Then diversify into something else outside of just real estate, although with that said and done a friend of mine that was a bar tender a quarter century ago when he started buying his first properties is worth over 6 million in today's market, got his realtor license after he bought all his SF properties, never selling any, and hasn't a clue what to invest his excess dollars in other than real estate to create diversification due to returns on other investments that match his comfort levels. He started with 9 individual single family homes for about 17 years, then bought a 10 plex about 7 years ago which shocked us all but his money was sitting in the bank earning little interest. He did the building up, increased the rents accordingly as well as the value of the property and it more than positive cashflows on the extra 10 doors he now owns. He also with extra monies has found doing private mortgages quite lucrative with only a couple of defaults right now but he's made them too his good, being careful on the ratio of equity to value he lends out. FWIW, both he and us have always bought the properties in trust for our numbered company, well that's how our accountants have handled them and at their suggestion to do so.

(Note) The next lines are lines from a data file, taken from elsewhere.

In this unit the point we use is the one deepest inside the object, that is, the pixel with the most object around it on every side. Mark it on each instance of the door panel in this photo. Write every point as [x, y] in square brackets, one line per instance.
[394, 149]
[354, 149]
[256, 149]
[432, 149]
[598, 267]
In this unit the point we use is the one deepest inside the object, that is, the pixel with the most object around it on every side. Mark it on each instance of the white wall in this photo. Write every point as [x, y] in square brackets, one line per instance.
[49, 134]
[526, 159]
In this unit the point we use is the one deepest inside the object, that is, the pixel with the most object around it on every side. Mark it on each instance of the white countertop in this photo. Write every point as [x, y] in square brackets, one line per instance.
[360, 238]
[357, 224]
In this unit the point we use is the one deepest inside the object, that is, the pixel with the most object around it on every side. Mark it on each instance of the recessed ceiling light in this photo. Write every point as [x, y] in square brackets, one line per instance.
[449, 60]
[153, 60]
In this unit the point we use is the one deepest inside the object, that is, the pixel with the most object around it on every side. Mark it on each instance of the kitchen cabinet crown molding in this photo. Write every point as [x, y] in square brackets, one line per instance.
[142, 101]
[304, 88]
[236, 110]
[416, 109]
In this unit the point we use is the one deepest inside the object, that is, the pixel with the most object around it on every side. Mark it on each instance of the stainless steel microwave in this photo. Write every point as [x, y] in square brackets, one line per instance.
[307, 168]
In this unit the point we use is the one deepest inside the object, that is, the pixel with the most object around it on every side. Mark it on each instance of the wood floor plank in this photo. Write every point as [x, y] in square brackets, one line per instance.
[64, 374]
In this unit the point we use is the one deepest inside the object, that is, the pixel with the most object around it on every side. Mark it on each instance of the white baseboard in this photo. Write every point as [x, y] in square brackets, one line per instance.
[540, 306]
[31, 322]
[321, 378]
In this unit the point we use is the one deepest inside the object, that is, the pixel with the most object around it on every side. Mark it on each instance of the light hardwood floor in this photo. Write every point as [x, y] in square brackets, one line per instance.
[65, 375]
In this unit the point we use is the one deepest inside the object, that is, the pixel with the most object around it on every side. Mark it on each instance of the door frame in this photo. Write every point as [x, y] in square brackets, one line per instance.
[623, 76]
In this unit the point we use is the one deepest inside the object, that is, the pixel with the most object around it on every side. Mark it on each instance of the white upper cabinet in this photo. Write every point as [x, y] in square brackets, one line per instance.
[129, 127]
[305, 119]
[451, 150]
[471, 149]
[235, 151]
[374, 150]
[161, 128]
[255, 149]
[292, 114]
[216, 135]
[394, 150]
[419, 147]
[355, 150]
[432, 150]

You are right you create your own luck in this world based on assessed risk and rewards. To each their own and everyone has a different comfort level and some are very risk adverse in certain styles of investment. What works well for one doesn't necessary fit right due to temperament or personality for another. Many of our friends over the years gave a half hearted attempt to start in revenues but couldn't commit to the dedication needed to get the right tenant, maintenance, and building up a reserve for a rainy future day. Typically most sold within a couple of years of buying their first one. Us and our other investor friend, always take the attitude we'd rather keep a good tenant than increase the rent too much and risk losing them, and we'd rather leave a place empty for an extra month than put in the wrong tenant.

Whilst many right now are naysayers regarding real estate, we've heard often over the last 35+ years at various times "don't you think the prices are too high right now" whilst we still continued investing, building, renting, flipping (rarely but sometimes the market was too good to resist doing so) renovating and selling properties. I've never regretted any single family property we've bought but definitely regretted selling all those we have in the past, when we see what their values would also be today! The exception is the regret on one new build condo ordered in Apr 2006 delivered Jul 2008. We still have that condo waiting for it to go up more than $15K over break even where conservatively it's currently at after realtor fees/legals. With that said and done that specific and only condo we've ever owned, has gone from us minor subsidising it the first couple of years to now positive cash flowing after all expenses at over $700 a month, so sometimes we win on roundabouts what we lose a bit on the swings. Personally for us we would never touch another condo again. SF homes have always given us a positive return and enabled us to build our retirement nest egg by starting very young as encouraged by my parents who were house rich and cash poor most of their lives. Even our youngest daughter just graduated after 4 years at Uni, bought a house when 20 and rents out rooms to other students/teachers on contracts. She has paid down her mortgage substantially in that time, stayed student debt free, drives a reliable paid for 2010 Escape and even realized a little positive market price increase. She has a 2 year teaching degree to finish and then she will sell and buy two good revenues in a larger economic centre. 

Readying for retirement involving lots of travelling, keeping revenues would detract from our travels if having to deal with tenant change outs or issues so we have sold most of the properties already in preparation. We have possession this week of our third to last revenue we are selling, have a USA property up for sale, and we will be renting out our acreage until about another 4 years when it will likely be sold to our daughter and her fiance as they hope. 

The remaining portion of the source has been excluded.